Notre-Dame de Paris
Page 344Here he interrupted himself abruptly, bit his lips as though to take back his thought which had already half escaped, bent his piercing eyes in turn on each of the five persons who surrounded him, and suddenly grasping his hat with both hands and staring full at it, he said to it: "Oh! I would burn you if you knew what there was in my head."
Then casting about him once more the cautious and uneasy glance of the fox re-entering his hole,-"No matter! we will succor monsieur the bailiff. Unfortunately, we have but few troops here at the present moment, against so great a populace. We must wait until to-morrow. The order will be transmitted to the City and every one who is caught will be immediately hung."
"By the way, sire," said Gossip Coictier, "I had forgotten that in the first agitation, the watch have seized two laggards of the band. If your majesty desires to see these men, they are here."
"If I desire to see them!" cried the king. "What! ~Pasque- Dieu~! You forget a thing like that! Run quick, you, Olivier! Go, seek them!"
Master Olivier quitted the room and returned a moment later with the two prisoners, surrounded by archers of the guard. The first had a coarse, idiotic, drunken and astonished face. He was clothed in rags, and walked with one knee bent and dragging his leg. The second had a pallid and smiling countenance, with which the reader is already acquainted.

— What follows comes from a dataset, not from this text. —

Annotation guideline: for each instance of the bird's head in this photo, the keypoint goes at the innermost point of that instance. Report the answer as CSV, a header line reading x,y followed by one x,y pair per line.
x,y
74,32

The king surveyed them for a moment without uttering a word, then addressing the first one abruptly,-"What's your name?"
"Gieffroy Pincebourde."
"Your trade."
"Outcast."
"What were you going to do in this damnable sedition?" The outcast stared at the king, and swung his arms with a stupid air.
He had one of those awkwardly shaped heads where intelligence is about as much at its ease as a light beneath an extinguisher.
"I know not," said he. "They went, I went."
"Were you not going to outrageously attack and pillage your lord, the bailiff of the palace?"
"I know that they were going to take something from some one. That is all."
A soldier pointed out to the king a billhook which he had seized on the person of the vagabond.
"Do you recognize this weapon?" demanded the king.
"Yes; 'tis my billhook; I am a vine-dresser."
"And do you recognize this man as your companion?" added Louis XI., pointing to the other prisoner.
"No, I do not know him."
"That will do," said the king, making a sign with his finger to the silent personage who stood motionless beside the door, to whom we have already called the reader's attention.